Dr Matt Lobley, Assistant Director of Centre for Rural Policy Research, University of Exeter.

Rural scholar receives Canadian appointment

An Exeter social scientist has been appointed by a leading advisory board to support their work in overcoming the impacts caused by prion disease in Canada.

An infectious and fatal disease, associated with a sponge like degeneration of brain tissue in humans and animals; its most well known form is bovine spongiform encephalopathy, BSE, in cattle or mad cow disease.

Canada’s cattle industry reeled from the economic loss of an estimated $6 billion stemming from the first case of BSE in 2003 when the world’s borders closed to Canadian cattle. The crisis left a heightened awareness about food safety, surveillance measures, and health issues leading to the federal government creating a research organisation to address the issues surrounding prion diseases.
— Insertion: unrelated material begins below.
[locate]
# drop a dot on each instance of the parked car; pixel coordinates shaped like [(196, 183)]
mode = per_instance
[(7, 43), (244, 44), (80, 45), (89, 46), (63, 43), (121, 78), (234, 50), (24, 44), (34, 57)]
Dr Matt Lobley, from the University of Exeter’s Centre for Rural Policy Research was recruited to the Scientific Advisory Committee of PrioNet Canada, to assist on advising on the sociological and economic impacts on farming families and communities.  His expertise stems from work with rural families in the South West who suffered greatly during the foot and mouth crisis. The psychological impact on farm households when their livelihoods were substantially reduced formed the basis for research has resonance with communities in Canada. Dr Lobley explained, ‘Coping with stress especially where work colleagues are family members, as is often the case in farming has added pressure. If the business of making the farm profitable is failing the farmer may have increased anxiety and a strong feeling that they are failing their parents and grandparents who worked the farm and the prospects for future generations in the family.’

He added, ‘Farming families are facing the same sort of the issues whether in the UK or Canada.’

PrioNet’s pan-Canadian network of research includes 78 diverse scientific members and nine international collaborators that enable multidisciplinary research to be able to respond and provide integrated risk management strategies surrounding prion diseases. Scientific Director of PrioNet Canada, Dr. Neil Cashman remarked, ‘PrioNet Canada is very pleased to welcome Dr. Matt Lobley to our international Scientific Advisory Committee. His well-rounded expertise and socioeconomic perspective fulfils a critical role on this important committee.”

There are huge implications for Canada with its vast rural wilderness and extensive farming communities as other prion diseases, such as chronic wasting disease (CWD), also effects wildlife of deer and elk. If populations of wildlife are increasingly infected, this puts First Nation peoples (the aboriginal community) at risk who hunt and eat wild meat. Some examples of prion diseases in humans include Creutzfeldt-Jakob disease (CJD) and investigations continue into the potential link of prion diseases to other neurodegenerative disorders such as Alzheimer’s disease.